I can understand replacing the signs that said “frequent speed cameras, please observe the speed limit” with flashing camera signs. Supposedly, some local governments in Japan reduced the kanji in the street signs, actually used as few kanji as possible, to make it easier for drivers to read them by reducing the “cognitive load.” This hasn’t happened in Taiwan, where the wording hasn’t changed in standard signs like “Keep a safe distance,” “Drive carefully, tunnel cleaning crew at work ahead,” or, more recently, “Please wash your hands before entering or leaving the area.” Occasionally, you still see workers writing characters right on the road in a tall font to accommodate the “tunnel effect.” What’s happened in Taiwan is the versification of signs like: “If you drive the fastest, you’ll end up in a casket.” Or: “Don’t you drink and drive if you want to stay alive.” Or even: “You might pass the breathalyzer, but not drinking at all would be wiser.” These often quite lengthy signs are too fancy for my taste. The deliberate rhyme is like a mental Aspartame, making it hard for me to judge if it’s clever or just lame.
The versification of street signs reminds me that modern poetry in Taiwan does not necessarily rhyme. I wonder how modern poets have managed to wean us off the witch’s brew of rhyme. Rhyme is powerful, after all. It’s addictive. It’s like nostalgia piercing marrow and bone. When we read a rhyme, whether it is elegant or vulgar, it beats auspiciously in our ears. In this way, our eyes command our ears and, indirectly, our bodies, like a remote control.
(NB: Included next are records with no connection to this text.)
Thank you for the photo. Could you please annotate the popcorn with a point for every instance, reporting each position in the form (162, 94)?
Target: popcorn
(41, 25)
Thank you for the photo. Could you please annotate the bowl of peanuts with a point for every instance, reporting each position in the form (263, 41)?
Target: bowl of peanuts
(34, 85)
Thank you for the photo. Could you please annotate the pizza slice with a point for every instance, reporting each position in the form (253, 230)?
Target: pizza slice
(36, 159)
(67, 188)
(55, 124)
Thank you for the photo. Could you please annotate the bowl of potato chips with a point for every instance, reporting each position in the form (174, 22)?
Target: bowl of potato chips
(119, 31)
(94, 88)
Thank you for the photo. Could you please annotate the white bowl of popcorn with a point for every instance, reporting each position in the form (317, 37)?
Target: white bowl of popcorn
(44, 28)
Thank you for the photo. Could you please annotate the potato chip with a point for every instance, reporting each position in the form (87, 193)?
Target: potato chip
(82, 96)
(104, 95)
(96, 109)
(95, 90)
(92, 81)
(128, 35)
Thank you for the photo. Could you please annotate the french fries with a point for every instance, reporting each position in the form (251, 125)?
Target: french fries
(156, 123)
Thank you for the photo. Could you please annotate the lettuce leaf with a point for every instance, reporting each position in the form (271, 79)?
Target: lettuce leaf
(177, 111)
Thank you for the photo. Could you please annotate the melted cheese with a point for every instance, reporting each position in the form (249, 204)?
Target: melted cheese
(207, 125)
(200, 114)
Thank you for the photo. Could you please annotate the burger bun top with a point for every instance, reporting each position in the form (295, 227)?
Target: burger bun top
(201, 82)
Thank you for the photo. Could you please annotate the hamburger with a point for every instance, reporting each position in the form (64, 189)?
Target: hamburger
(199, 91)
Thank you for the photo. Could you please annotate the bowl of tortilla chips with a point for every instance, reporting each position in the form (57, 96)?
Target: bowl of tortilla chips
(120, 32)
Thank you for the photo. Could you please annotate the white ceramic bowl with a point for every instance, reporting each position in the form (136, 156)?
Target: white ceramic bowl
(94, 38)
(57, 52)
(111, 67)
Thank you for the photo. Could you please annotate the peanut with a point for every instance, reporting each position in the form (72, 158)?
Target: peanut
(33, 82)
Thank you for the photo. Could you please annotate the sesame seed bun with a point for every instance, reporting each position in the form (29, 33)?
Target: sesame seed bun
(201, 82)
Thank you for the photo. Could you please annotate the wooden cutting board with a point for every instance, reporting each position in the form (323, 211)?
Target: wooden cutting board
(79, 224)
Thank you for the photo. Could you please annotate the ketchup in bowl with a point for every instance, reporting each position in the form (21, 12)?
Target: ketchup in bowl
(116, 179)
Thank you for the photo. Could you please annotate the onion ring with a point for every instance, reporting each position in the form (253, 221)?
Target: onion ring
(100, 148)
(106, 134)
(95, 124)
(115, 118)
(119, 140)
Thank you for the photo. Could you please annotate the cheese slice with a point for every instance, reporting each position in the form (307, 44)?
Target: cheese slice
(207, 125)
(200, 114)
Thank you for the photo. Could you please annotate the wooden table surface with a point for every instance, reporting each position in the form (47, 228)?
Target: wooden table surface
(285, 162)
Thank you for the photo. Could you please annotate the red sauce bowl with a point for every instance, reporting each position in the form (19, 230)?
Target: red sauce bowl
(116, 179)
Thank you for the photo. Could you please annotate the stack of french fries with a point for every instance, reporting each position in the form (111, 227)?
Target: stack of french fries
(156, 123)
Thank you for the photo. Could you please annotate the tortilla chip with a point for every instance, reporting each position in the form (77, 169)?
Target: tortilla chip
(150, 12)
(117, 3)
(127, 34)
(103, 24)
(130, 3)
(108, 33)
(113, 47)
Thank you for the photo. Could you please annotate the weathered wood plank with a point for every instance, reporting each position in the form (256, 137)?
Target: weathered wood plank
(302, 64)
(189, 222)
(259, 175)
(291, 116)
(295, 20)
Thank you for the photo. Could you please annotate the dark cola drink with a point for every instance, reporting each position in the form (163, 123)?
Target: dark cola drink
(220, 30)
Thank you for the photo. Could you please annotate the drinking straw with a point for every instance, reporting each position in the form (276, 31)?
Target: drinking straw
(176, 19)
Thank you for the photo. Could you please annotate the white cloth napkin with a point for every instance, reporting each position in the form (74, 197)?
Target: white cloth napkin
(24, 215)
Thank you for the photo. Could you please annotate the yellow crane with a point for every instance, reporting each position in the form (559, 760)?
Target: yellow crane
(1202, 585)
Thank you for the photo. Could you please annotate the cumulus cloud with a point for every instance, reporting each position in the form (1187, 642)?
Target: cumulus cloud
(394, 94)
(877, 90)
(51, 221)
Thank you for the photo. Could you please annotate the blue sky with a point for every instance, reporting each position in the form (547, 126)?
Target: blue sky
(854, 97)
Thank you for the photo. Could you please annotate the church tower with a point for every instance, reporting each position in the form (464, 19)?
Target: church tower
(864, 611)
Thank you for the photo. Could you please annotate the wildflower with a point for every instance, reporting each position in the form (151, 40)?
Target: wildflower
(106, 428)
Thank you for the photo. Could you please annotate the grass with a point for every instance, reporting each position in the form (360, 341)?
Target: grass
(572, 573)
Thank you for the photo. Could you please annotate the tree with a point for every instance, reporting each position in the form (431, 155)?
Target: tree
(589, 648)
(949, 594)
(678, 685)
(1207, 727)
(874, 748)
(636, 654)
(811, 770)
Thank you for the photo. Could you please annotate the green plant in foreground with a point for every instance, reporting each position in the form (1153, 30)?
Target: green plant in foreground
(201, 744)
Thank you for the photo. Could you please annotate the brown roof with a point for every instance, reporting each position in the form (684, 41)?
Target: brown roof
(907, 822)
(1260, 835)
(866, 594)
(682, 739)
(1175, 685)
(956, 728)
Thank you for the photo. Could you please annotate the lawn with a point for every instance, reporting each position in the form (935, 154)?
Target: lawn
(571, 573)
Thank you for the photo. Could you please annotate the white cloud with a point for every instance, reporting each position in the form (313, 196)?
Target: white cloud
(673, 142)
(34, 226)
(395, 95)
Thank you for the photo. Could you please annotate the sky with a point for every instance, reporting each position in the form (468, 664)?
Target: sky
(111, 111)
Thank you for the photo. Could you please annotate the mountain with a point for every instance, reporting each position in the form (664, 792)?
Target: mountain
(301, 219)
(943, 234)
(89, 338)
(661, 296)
Actually, modern poetry in Taiwan is not completely unrhymed. Today, for instance, I drove to a bookstore that specializes in poetry, got out of the car, put on my mask, went in, and picked up my preordered copy of Line of My Spine by Hsia Yü. I’m not sure if there are top poets in other countries who also write popular lyrics. In Taiwan, we have Hsia Yü, who is both a poet and a lyricist. Five hundred copies of her newest collection of thirty-three pure white poems sold in two and a half days. They are “pure white” because she didn’t use ink. Instead, she engaged the only type foundry in the city to scan the text, cast the characters, and set in type. A machine press was used to emboss the poems on paper.
Hsia Yü explains that she followed a road for 1.600 kilometers until all markings disappeared. Then she burned all the poems she had composed along the way. Over the next ten years, she kept recovering the lines in the poems she had burned and ended up collecting them in Line of My Spine. Indeed, there are various arrows pointing in different directions on the cover of this collection. Under a streetlamp, I think about the lines with the help of a ray of light, one by one. Some of them rhyme, but not all. To my body, it feels like music. And then I realized that each one was a traffic sign that Hsia Yü has left behind along her way.